Şunu asla unutmayalım  “Öğretmen, kalemiyle değil kalbiyle yazan kişidir.”

* * *

Atatürk hemen her yurt gezisinde gittiği her noktada mutlaka bir okulu ziyaret ederek hem eğitim öğretime hem de öğretmenlere vermiş olduğu değeri sık sık göstermiştir... 

Büyük Atatürk’ün o eşsiz özdeyişindeki “Öğretmenler! Yeni nesil sizlerin eseri olacaktır” sözü ile ülkenin geleceğini gençlere emanet ederken anahtarını da öğretmenlere vermiştir. Kutsal bir meslek olan öğretmenlerimizin hakları kolay kolay ödenmez...  

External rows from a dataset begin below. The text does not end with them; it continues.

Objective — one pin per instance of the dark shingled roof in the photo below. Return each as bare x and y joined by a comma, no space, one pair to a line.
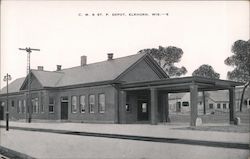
96,72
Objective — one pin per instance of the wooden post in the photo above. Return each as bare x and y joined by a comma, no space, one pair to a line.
122,101
231,105
154,106
194,102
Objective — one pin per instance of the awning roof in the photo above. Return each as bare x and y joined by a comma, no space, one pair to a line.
175,85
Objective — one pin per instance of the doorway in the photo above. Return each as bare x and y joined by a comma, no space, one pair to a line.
143,110
1,110
64,108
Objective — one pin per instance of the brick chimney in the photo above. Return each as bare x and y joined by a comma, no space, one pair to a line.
83,60
58,67
110,56
40,68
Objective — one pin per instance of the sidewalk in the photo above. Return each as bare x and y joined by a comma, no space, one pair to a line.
165,131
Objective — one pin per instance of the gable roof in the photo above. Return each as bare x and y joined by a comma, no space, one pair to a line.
109,70
13,86
97,72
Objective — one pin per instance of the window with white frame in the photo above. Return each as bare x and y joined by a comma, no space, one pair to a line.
24,106
224,106
41,104
73,104
82,104
51,104
101,103
211,106
35,105
91,103
19,108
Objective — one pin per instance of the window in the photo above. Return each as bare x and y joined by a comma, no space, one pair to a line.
127,107
82,104
73,104
144,107
101,103
19,108
24,106
218,106
41,104
91,103
35,105
211,106
12,103
224,106
185,104
51,105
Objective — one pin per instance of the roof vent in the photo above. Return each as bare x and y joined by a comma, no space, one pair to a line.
110,56
40,68
58,67
83,60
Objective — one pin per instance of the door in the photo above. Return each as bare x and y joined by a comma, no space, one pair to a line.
1,111
64,110
143,110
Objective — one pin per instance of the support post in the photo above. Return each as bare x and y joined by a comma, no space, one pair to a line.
122,101
193,104
231,105
154,106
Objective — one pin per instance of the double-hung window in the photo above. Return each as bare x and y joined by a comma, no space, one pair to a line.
82,104
73,104
91,103
101,103
51,104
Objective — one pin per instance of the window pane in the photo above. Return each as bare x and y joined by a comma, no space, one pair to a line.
51,108
144,107
19,108
24,106
51,100
73,104
82,104
101,103
91,103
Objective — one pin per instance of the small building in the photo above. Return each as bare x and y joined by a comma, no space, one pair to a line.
130,89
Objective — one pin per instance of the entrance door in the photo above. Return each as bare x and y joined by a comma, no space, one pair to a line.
64,108
143,110
1,111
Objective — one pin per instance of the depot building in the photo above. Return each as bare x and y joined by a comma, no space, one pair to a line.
129,89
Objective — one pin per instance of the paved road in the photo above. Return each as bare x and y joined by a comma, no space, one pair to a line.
141,138
46,145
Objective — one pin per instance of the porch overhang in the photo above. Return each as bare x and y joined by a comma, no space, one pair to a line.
175,85
193,84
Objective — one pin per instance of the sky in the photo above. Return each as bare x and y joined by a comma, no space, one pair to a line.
204,30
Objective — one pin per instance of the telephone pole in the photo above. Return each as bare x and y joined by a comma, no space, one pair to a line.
6,79
29,104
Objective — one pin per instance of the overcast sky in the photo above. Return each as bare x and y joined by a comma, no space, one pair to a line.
205,31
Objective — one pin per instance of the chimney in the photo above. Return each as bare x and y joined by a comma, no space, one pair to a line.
110,56
58,67
83,60
40,68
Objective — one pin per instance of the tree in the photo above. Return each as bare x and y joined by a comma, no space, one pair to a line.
240,60
166,57
208,72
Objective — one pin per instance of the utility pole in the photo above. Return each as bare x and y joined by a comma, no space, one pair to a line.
29,104
6,79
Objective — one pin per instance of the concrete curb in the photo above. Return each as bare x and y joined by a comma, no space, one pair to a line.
13,154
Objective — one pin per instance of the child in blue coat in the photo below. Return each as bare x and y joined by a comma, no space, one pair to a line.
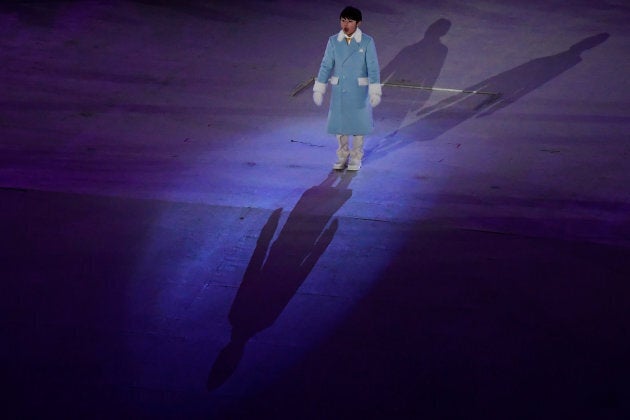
351,65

Bu sebepledir ki öğretmenlik mesleği sadece yurdumuzda değil tüm dünyada en değerli ve en saygın mesleklerin başında gelir...

Türkiye Cumhuriyeti’nin bilimsel ve modern bir yaşama adım atması ancak geçtiğimiz yüzyıl gerçekleşti...

 Türkiye’nin stratejik ve jeopolitik bir coğrafya içerisinde diğer ülkelerden farklı ve huzurlu bir şekilde yaşamasının yegâne sebeplerinden birisi de öğretmenlerimizin Atatürk İlke ve İnkılaplarına sahip çıkması ve gelecek nesilleri bu ilkelerin ışığı altında yetiştirmesindedir... 

* * *

İşlenen nakışlar ayrı bir sevdayı hatırlatır gençlere. Dokunan kilimlere, renklere alın teri karışır. Kitaplar inci tanesi gibi bilgiler savurmaya başlar ılık rüzgârlar gibi. Bilgiler bir oraya savrulur bir buraya. O bilgileri hayat yolunda birileri bulur ve geleceğin pusulası gibi aydınlık geleceğe yürürler...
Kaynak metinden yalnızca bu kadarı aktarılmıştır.